Annotating the flanking bases of SNPs in a VCF file
This program is now part of the main jvarkit
tool. See jvarkit for compiling.
Usage: java -jar dist/jvarkit.jar biostar251649 [options] Files
Usage: biostar251649 [options] Files
Options:
--bcf-output
If this program writes a VCF to a file, The format is first guessed from
the file suffix. Otherwise, force BCF output. The current supported BCF
version is : 2.1 which is not compatible with bcftools/htslib (last
checked 2019-11-15)
Default: false
--generate-vcf-md5
Generate MD5 checksum for VCF output.
Default: false
-h, --help
print help and exit
--helpFormat
What kind of help. One of [usage,markdown,xml].
-o, --out
Output file.
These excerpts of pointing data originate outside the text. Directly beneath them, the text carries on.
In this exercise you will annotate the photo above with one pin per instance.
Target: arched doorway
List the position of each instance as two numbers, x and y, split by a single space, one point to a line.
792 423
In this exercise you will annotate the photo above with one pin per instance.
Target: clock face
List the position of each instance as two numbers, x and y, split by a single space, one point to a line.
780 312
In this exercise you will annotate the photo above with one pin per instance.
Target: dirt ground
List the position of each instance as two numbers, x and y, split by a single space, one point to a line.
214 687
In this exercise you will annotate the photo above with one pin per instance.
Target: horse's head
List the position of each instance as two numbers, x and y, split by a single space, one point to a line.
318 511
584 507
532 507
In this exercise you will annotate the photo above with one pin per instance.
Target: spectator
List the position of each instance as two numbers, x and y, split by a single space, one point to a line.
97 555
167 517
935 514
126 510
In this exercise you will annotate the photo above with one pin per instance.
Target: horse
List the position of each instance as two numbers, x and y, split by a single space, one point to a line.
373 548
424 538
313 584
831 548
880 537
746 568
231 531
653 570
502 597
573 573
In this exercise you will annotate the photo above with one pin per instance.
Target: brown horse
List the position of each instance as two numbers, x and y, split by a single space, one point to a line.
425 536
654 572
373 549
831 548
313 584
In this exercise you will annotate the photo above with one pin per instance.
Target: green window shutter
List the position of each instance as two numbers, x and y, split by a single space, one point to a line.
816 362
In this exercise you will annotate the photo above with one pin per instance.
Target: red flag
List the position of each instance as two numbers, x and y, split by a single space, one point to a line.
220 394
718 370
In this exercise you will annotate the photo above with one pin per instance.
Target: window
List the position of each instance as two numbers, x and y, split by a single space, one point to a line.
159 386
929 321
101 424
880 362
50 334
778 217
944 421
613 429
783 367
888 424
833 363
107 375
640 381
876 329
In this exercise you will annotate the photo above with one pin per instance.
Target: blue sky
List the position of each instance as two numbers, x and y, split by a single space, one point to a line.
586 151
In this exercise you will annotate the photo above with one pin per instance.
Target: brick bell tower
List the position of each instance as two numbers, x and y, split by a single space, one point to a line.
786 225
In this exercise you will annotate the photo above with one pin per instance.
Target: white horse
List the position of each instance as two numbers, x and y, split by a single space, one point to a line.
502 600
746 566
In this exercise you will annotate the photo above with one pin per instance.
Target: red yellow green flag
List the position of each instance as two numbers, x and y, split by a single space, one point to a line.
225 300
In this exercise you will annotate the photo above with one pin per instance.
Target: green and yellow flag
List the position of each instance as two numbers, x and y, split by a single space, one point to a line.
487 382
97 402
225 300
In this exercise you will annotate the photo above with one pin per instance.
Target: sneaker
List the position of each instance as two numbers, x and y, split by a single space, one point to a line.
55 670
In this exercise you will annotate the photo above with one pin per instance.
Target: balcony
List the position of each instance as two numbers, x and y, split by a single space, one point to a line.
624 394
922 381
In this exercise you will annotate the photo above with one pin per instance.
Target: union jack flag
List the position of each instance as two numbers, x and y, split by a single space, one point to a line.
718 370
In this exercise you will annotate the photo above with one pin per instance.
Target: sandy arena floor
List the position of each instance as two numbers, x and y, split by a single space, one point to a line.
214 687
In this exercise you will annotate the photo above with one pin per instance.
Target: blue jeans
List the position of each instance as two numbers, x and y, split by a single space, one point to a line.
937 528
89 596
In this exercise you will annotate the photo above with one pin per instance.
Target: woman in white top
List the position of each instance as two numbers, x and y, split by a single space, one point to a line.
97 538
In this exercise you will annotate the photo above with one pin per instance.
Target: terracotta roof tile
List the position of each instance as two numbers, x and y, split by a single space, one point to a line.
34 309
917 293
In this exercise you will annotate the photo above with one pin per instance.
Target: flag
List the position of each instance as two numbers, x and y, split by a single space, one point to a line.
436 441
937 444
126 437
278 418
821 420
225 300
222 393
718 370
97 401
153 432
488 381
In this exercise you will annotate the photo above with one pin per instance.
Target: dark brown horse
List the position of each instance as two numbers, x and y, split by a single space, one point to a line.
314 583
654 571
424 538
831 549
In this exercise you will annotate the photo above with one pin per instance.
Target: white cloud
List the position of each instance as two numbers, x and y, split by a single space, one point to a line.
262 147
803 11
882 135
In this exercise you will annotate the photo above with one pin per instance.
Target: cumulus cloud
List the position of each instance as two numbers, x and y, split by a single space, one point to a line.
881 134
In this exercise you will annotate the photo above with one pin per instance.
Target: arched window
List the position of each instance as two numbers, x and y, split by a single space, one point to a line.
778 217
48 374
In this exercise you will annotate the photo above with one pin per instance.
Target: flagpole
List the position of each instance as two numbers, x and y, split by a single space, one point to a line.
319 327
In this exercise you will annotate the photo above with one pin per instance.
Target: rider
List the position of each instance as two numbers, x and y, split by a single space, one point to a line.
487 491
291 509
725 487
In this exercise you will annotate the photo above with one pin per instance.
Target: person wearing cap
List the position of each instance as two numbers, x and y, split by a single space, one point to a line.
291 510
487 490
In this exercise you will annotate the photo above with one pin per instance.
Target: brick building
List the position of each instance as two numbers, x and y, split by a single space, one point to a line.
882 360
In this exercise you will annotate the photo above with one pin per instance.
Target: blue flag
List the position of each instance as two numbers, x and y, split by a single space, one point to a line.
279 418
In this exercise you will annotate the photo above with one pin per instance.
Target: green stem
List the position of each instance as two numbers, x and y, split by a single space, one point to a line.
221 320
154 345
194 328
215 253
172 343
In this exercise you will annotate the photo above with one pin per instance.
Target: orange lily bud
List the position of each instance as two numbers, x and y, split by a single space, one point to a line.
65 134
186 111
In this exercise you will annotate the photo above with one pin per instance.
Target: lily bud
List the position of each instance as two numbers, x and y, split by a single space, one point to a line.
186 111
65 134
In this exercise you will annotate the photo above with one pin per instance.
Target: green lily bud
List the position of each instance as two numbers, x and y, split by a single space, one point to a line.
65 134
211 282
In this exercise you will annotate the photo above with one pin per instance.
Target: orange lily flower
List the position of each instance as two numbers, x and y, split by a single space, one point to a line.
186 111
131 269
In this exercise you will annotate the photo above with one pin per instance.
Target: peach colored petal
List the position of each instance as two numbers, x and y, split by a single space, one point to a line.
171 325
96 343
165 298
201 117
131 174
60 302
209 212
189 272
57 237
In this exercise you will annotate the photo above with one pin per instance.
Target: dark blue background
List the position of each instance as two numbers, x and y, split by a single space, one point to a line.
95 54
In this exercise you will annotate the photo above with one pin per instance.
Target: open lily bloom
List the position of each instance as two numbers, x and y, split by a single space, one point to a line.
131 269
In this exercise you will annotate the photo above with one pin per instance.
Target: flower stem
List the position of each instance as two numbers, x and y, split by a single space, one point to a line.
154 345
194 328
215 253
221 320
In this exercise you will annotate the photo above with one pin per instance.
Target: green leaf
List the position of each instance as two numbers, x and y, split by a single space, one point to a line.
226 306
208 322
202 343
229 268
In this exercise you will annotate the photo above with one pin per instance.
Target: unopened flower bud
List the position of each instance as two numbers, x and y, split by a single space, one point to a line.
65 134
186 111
Optional . Default: stdout
* -r, -R, --reference
Indexed fasta Reference file. This file must be indexed with samtools
faidx and with picard/gatk CreateSequenceDictionary or samtools dict
--version
print version and exit
-3
Right tag
Default: SEQ3_
-5
Left tag
Default: SEQ5_
-n
number of bases
Default: 1
20170508
The project is licensed under the MIT license.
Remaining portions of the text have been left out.